His Job Is a Day at Beach

Randy Stoklos must know what Lou Gehrig felt like--or Eddie Mathews, or the guy who played third base in the Tinker-to-Evers-to-Chance infield. A lineman in front of the Four Horsemen. Lincoln's vice president.

Randy Stoklos could tell you all about it. He is one of the great volleyball players of all time. He has won more money than anyone who has played the game. Last year, he became the first million-dollar earner in the sport's history. He is second in tournaments won. He can spike, set, dig or serve with the best who ever did.

But when he walks into a room and is introduced as a volleyball player, what he is likely to hear is: "Volleyball? Do you know Sinjin Smith?' "

Know him! Did Gehrig know Babe Ruth? Did Mathews know Henry Aaron? Did the blockers know the Four Horsemen?

Sinjin Smith has won 131 open tournaments. In 113 of them, Randy Stoklos was his partner.

Sinjin Smith was the great golden boy of beach volleyball in California. Blond, bronzed, magazine-cover good looks, he looked like the whole world's idea of what L.A.'s beach boys and surfers should look like. He was a superb player, but he was an even better spokesman for the game when it was trying to get a foothold on the American sports scene.

It was not that Stoklos looked as if he just climbed off a truck in Utica. Tall at 6 feet 4, slim of hip, and waist, broad of shoulder, solid at 215 pounds, tanned and coordinated, he looked as if he had just left Muscle Beach or the shore break at Santa Monica. The women drooled.

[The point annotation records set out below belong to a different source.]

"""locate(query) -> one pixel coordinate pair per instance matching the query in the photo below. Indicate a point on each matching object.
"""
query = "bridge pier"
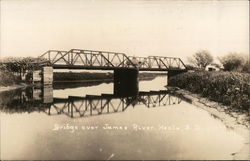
(126, 82)
(172, 73)
(45, 76)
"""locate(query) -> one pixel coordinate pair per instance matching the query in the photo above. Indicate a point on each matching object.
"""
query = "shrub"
(229, 88)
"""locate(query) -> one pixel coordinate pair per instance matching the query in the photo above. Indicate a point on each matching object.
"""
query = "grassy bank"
(229, 88)
(68, 76)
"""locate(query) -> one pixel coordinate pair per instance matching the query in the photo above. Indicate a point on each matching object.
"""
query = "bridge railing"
(55, 57)
(91, 58)
(166, 62)
(98, 58)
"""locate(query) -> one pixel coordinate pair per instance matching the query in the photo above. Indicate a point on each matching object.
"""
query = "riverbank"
(237, 121)
(229, 88)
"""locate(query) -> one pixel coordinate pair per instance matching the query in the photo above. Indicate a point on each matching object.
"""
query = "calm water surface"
(48, 124)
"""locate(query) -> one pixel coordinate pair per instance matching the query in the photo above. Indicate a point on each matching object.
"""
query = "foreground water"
(48, 124)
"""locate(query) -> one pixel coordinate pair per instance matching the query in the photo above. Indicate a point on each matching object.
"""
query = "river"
(89, 122)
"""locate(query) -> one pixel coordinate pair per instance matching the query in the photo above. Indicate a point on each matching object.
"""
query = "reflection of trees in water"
(75, 84)
(22, 101)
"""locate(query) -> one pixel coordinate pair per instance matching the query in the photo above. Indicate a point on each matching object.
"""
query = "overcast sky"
(140, 28)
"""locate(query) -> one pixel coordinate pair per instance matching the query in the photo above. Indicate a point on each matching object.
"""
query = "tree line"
(233, 61)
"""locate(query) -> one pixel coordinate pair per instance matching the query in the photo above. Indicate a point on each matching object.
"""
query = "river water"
(89, 122)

But even volleyball fans knew him only as a name, not an individual. He came into focus like Tonto. He was the straight man, second banana. Even the Olympians, Karch Kiraly and Steve Timmons, were more identifiable. He played for pay, not glory. He was a superstar without portfolio.

He even had more trouble getting into the sport than others. Your average Southern California volleyball player is a beach rat who spent more time on a shoreline than a sea gull. He is 90% saltwater. Two more years and he grows fins.

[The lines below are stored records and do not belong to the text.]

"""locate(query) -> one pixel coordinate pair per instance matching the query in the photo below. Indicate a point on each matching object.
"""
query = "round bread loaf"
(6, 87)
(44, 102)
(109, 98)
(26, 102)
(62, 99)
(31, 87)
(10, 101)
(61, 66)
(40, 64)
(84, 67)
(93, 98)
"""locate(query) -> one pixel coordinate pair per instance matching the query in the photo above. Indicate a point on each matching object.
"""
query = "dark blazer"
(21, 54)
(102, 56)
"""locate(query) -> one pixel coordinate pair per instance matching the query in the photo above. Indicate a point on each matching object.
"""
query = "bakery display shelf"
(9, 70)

Randy had to fight City Hall to go to the beach. City Hall was dad. His father, a stern, old-country type from Poland thought only bums and no-goodniks hung around the ocean getting a tan.

Papa Rudy Stoklos had good reason to fear the lazy life. He was a survivor of one of Hitler's concentration camps. He escaped, though, and because he spoke German as well as his native Polish, he was able to keep out of the reach of the SS and stay alive till he could migrate to America.

Stoklos' father knew it was a harsh world out there and he couldn't see how playing with a ball on a beach was going to fit his son for anything but life as a dilettante. There were no beaches at Buchenwald.

The father wanted his son to sweep the floors at the family loudspeaker business, not go prancing barefoot after a round leather ball with the rest of those loafer types. Randy revered his father--but the pull of sport in laid-back California was irresistible.

"I almost had to sneak out to play," he recalls ruefully.

A beach tan is hard to conceal in the Southern California summer, but even when Randy became a part of the Palisades High city championship team, his father found it hard to come to terms with what he considered a frivolity.

Randy didn't exactly have to play under an assumed name, but some friends say his diffident attitude toward publicity may stem from those years when Randy almost had to sneak out to play and have guilt feelings about it. When you're not supposed to be doing something, the last thing in the world you want is your picture in the paper doing it.

It wasn't as if his father thought he was at the school library, but Randy's volleyball prowess was not exactly brought up at the dinner table.

He became a great player almost on the lam, as it were. His Santa Monica City College team won the state championship and he was the MVP. He pleased his father by attending UCLA on a scholarship.

Then the great Sinjin Smith came looking for him as a partner.

"But I never dreamed I could make a million in volleyball," he says. "Back in the early days, sponsorship meant getting a pair of shorts or a shirt from a company, or being paid meal money to wear a company logo."

Today, Miller Lite underwrites a $2.8-million beach tour that travels to 15 states, including such landlocked venues as Louisville, Ky., and Austin, Tex., where the sand--900 tons of it--is trucked in.

Rudy Stoklos died four year ago, but last year, Rudy Stoklos' son won $291,245 playing in the sun, more than anyone has won in that game, which has become a network and cable TV attraction.

More important, he finally came out from the shadow of Sinjin Smith. Now, when Sinjin enters a room, the general conversation often starts with: "Do you know Randy Stoklos?"